The data assembly pipeline largely followed Breinholt et al. [20]. TrimGalore! 0.4.0 (https://www.bioinformatics.babraham.ac.uk/projects/trim_galore/) was used to filter raw sequences with a minimum size of 30 bp. The assembly of each locus was performed using iterative baited assembly, with a Python script used to execute USEARCH [45] and Bridger [46] to assemble loci iteratively for each taxon. Orthology of sequences was assessed by using the single-hit and genome mapping location criteria defined by Breinholt et al. [20]. Single-hit and genome mapping location criteria uses NCBI BLASTN [47], with the genomic sequence of Danaus plexippus [48] as a reference, and scripts from Breinholt et al. [20] were applied to remove sequences for which the second-best hit had a bit score > 90% of the best hit bit score and confirming the location of the best hit to the orthologous loci. Contamination checks were conducted with USEARCH and Python scripts, to identify and remove nearly identical sequences across different subfamilies and genera. The final cleaned, assembled sequences trimmed to the probe region were aligned using MAFFT v. 7.245 [49] and strict consensus sequences for assembled isoforms were generated using FASconCAT-G 1.02 [50].

Dataset construction

Individual gene fragment alignments were inspected and analyzed to remove stop codons, indels, sequencing errors and to assign correct protein-coding frames in AliView 1.18 [51]. To consider the potential impact of missing data, two datasets were generated: (1) a dataset comprising all loci that had been successfully captured, sequenced, and assembled from more than one taxon (total of 393 loci including two loci from BUTTERFLY1.0 that assembled although the probes were not included in BUTTERFLY1.1; this dataset is hereafter referred to as DT393); and (2) a more conservative dataset with fewer missing data, comprising all loci that had been successfully captured, sequenced and assembled for ≥70 taxa for a total of 369 loci, hereafter referred to as DT369. The two datasets were separately concatenated using FASconCAT-G 1.02. The raw individual locus alignments, cleaned concatenated alignments, and partitioning files used for phylogenetic inference in this study (see below) are available on Dryad (https://doi.org/10.5061/dryad.bq10q98).

Phylogenomic analyses

We inferred phylogenetic relationships under the maximum likelihood criterion using IQ-TREE 1.4.2 [52], in both unpartitioned and partitioned frameworks, to investigate the robustness of our inferences based on different partitioning schemes.
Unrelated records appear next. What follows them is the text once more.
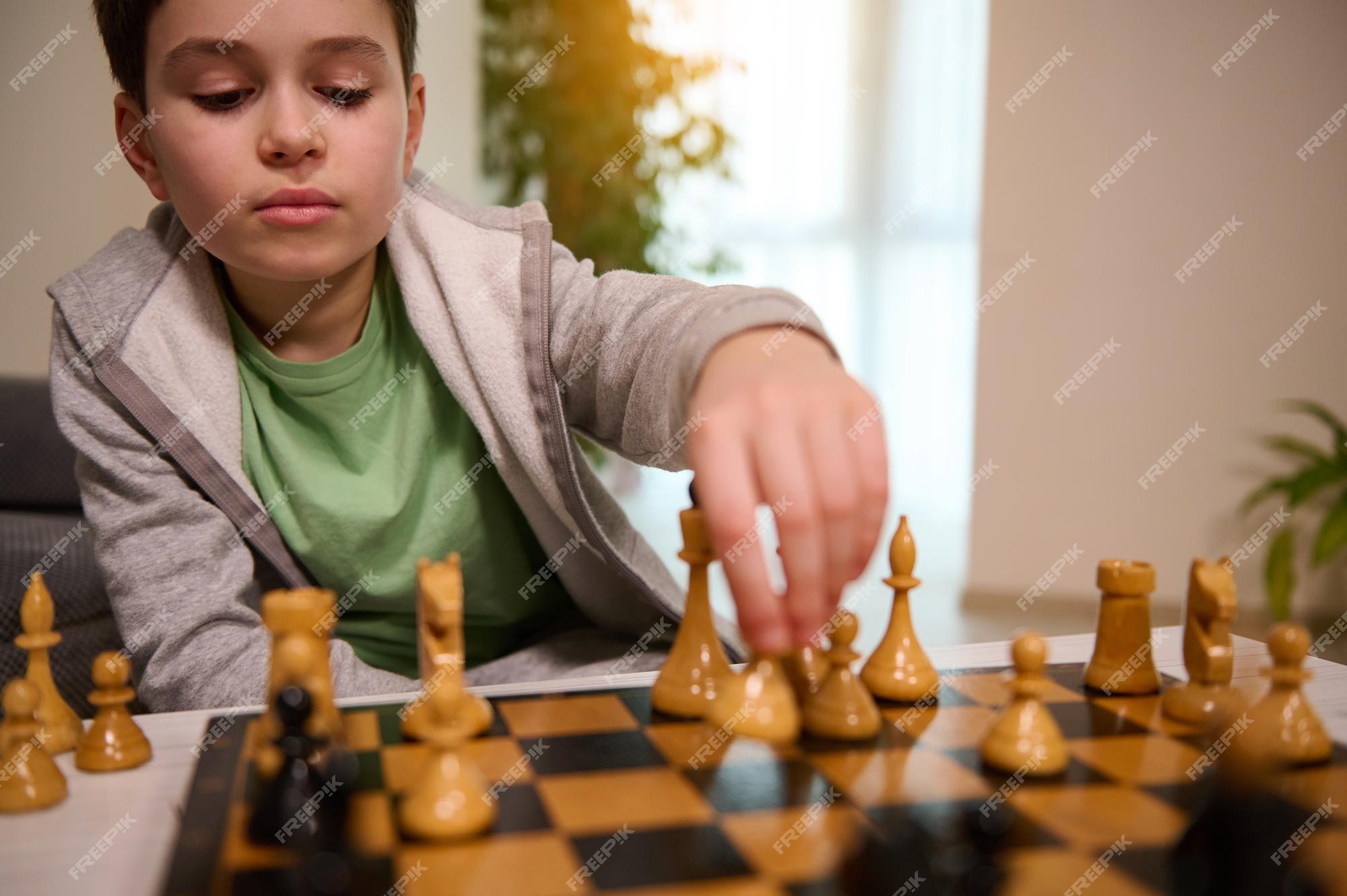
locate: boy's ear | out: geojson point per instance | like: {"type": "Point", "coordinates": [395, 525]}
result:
{"type": "Point", "coordinates": [134, 140]}
{"type": "Point", "coordinates": [416, 121]}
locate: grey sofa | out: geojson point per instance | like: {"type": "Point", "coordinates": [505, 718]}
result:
{"type": "Point", "coordinates": [40, 504]}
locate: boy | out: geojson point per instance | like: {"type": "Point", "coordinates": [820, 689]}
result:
{"type": "Point", "coordinates": [313, 366]}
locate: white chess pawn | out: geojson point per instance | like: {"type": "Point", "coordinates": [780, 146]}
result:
{"type": "Point", "coordinates": [843, 708]}
{"type": "Point", "coordinates": [1026, 736]}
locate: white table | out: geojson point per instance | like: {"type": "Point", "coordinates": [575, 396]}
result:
{"type": "Point", "coordinates": [38, 851]}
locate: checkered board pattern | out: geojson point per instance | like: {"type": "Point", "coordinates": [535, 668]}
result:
{"type": "Point", "coordinates": [608, 763]}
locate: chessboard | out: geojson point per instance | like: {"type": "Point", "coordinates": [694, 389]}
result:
{"type": "Point", "coordinates": [599, 793]}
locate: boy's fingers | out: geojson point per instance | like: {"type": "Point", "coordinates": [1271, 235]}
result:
{"type": "Point", "coordinates": [839, 495]}
{"type": "Point", "coordinates": [728, 497]}
{"type": "Point", "coordinates": [789, 486]}
{"type": "Point", "coordinates": [872, 467]}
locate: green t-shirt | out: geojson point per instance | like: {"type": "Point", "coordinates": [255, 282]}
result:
{"type": "Point", "coordinates": [355, 452]}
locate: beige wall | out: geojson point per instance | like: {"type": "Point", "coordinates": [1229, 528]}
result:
{"type": "Point", "coordinates": [1105, 268]}
{"type": "Point", "coordinates": [59, 125]}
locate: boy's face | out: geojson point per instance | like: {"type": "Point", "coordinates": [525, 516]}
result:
{"type": "Point", "coordinates": [232, 128]}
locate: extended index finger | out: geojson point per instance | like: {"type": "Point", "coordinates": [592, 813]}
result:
{"type": "Point", "coordinates": [728, 493]}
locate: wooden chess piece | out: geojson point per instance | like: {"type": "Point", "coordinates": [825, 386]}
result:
{"type": "Point", "coordinates": [447, 798]}
{"type": "Point", "coordinates": [29, 776]}
{"type": "Point", "coordinates": [843, 710]}
{"type": "Point", "coordinates": [1284, 730]}
{"type": "Point", "coordinates": [114, 740]}
{"type": "Point", "coordinates": [37, 615]}
{"type": "Point", "coordinates": [899, 669]}
{"type": "Point", "coordinates": [1123, 662]}
{"type": "Point", "coordinates": [808, 668]}
{"type": "Point", "coordinates": [440, 634]}
{"type": "Point", "coordinates": [697, 661]}
{"type": "Point", "coordinates": [758, 703]}
{"type": "Point", "coordinates": [297, 615]}
{"type": "Point", "coordinates": [1026, 736]}
{"type": "Point", "coordinates": [1208, 649]}
{"type": "Point", "coordinates": [298, 661]}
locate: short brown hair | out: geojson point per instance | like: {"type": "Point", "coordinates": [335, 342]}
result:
{"type": "Point", "coordinates": [123, 24]}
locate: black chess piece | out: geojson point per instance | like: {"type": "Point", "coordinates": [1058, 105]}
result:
{"type": "Point", "coordinates": [329, 867]}
{"type": "Point", "coordinates": [281, 816]}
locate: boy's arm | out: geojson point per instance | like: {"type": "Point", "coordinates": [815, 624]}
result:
{"type": "Point", "coordinates": [775, 419]}
{"type": "Point", "coordinates": [627, 350]}
{"type": "Point", "coordinates": [173, 579]}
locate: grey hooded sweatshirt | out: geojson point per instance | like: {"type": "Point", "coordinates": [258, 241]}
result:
{"type": "Point", "coordinates": [533, 345]}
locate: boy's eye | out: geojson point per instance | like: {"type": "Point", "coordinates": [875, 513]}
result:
{"type": "Point", "coordinates": [231, 100]}
{"type": "Point", "coordinates": [227, 101]}
{"type": "Point", "coordinates": [346, 96]}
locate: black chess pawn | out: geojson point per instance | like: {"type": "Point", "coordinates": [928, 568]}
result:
{"type": "Point", "coordinates": [286, 812]}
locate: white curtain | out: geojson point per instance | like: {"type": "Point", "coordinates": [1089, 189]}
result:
{"type": "Point", "coordinates": [857, 183]}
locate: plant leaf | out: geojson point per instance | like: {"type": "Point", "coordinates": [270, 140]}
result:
{"type": "Point", "coordinates": [1327, 417]}
{"type": "Point", "coordinates": [1307, 483]}
{"type": "Point", "coordinates": [1280, 574]}
{"type": "Point", "coordinates": [1292, 446]}
{"type": "Point", "coordinates": [1333, 533]}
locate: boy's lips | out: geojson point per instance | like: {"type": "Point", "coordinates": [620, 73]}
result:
{"type": "Point", "coordinates": [309, 214]}
{"type": "Point", "coordinates": [298, 197]}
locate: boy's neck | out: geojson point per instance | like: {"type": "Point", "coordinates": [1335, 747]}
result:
{"type": "Point", "coordinates": [335, 318]}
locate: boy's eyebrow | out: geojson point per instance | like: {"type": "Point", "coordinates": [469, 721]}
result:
{"type": "Point", "coordinates": [356, 44]}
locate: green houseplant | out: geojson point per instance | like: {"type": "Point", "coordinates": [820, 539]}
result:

We analyzed the dataset in three different ways: (A1) using a single concatenated alignment, (A2) using one partition per locus, and (A3) using a partitioning scheme determined in PartitionFinder 2.1.1 [53]. For the unpartitioned analyses A1 and the partitioned analyses (A2) (Table 1), the best models of nucleotide substitution were determined with the Bayesian Information criterion (BIC) using the command “TESTNEW” in IQ-TREE 1.4.2. For the partitioned analyses (A3), the optimal partitioning schemes were selected using the BIC in PartitionFinder 2.1.1. The search was based on a priori partitioning per locus with the rcluster algorithm [53] and the rcluster percentage set to 10 (default setting). Nucleotide substitution models for each partition were selected using BIC in IQ-TREE 1.4.2, across all available models including the FreeRate model (+R, [54]), which relaxes the assumption of gamma distributed rates. To assess nodal support, we performed 1000 ultrafast bootstrap replicates (UFBoot, [55]) with the “–bb” command. We also performed a SH-aLRT test [56] with 1000 replicates using the command “-alrt”. The UFBoot has been shown to be largely unbiased compared to standard or alternative bootstrap strategies, and SH-aLRT has been shown to be as conservative as standard bootstrap [55]. Only nodes with support values of UFBoot ≥ 95 and SH-aLRT ≥ 90 were considered robust.
Table 1

Results of the IQ-TREE maximum likelihood phylogenetic analyses

Analysis

Dataset

Data Type

Partitioning scheme

N. Partitions

Consensus LnL

A1

DT369

Nucleotides

None

1

−5115300.064

A2

DT369

Nucleotides

Locus

366

−5080057.834

A3 a

DT369

Nucleotides

PF

88

−5077543.916

A5

DT369

Amino Acids

None

1

−630708.956

A6

DT369

Amino Acids

Locus

366

−624687.178

A7

DT369

Amino Acids

PF

27

−627253.336

A1

DT393

Nucleotides

None

1

−5241440.350

A2

DT393

Nucleotides

Locus

393

−5204821.224

A3 a

DT393

Nucleotides

PF

94

−5203048.331

A5

DT393

Amino Acids

None

1

−662724.440

A6

DT393

Amino Acids

Locus

393

−656165.141

A7

DT393

Amino Acids

PF

28

−658908.662

N. Partitions number of partitions, Consensus LnL log-likelihood of the consensus of all bootstrap trees, PF PartitionFinder

athe two most likely scenarios for the two datasets

We also inferred species trees under the multi-species coalescent model in ASTRAL-II 4.10.0 [57]. Gene trees of each locus were estimated in IQ-TREE 1.4.2 for all 393 loci. Individual loci were not partitioned, and the best models of nucleotide substitution were selected using the BIC in IQ-TREE 1.4.2 across all available models. The maximum likelihood trees for each locus were assembled in two files, one for the 393 locus dataset and one for the 369 locus set and analyzed in ASTRAL-II 4.10.0 (Analyses A4). We performed 100 bootstrap replicates (ASTRALBoot) to assess the robustness of nodes in the final topologies, and calculated quartet scores (the number of gene tree quartets satisfied by the species tree) and normalized quartet scores (proportion of input gene tree quartet trees satisfied by the species tree). The higher the normalized quartet score, the less discordant individual gene trees are when compared to the species tree inferred in ASTRAL-II.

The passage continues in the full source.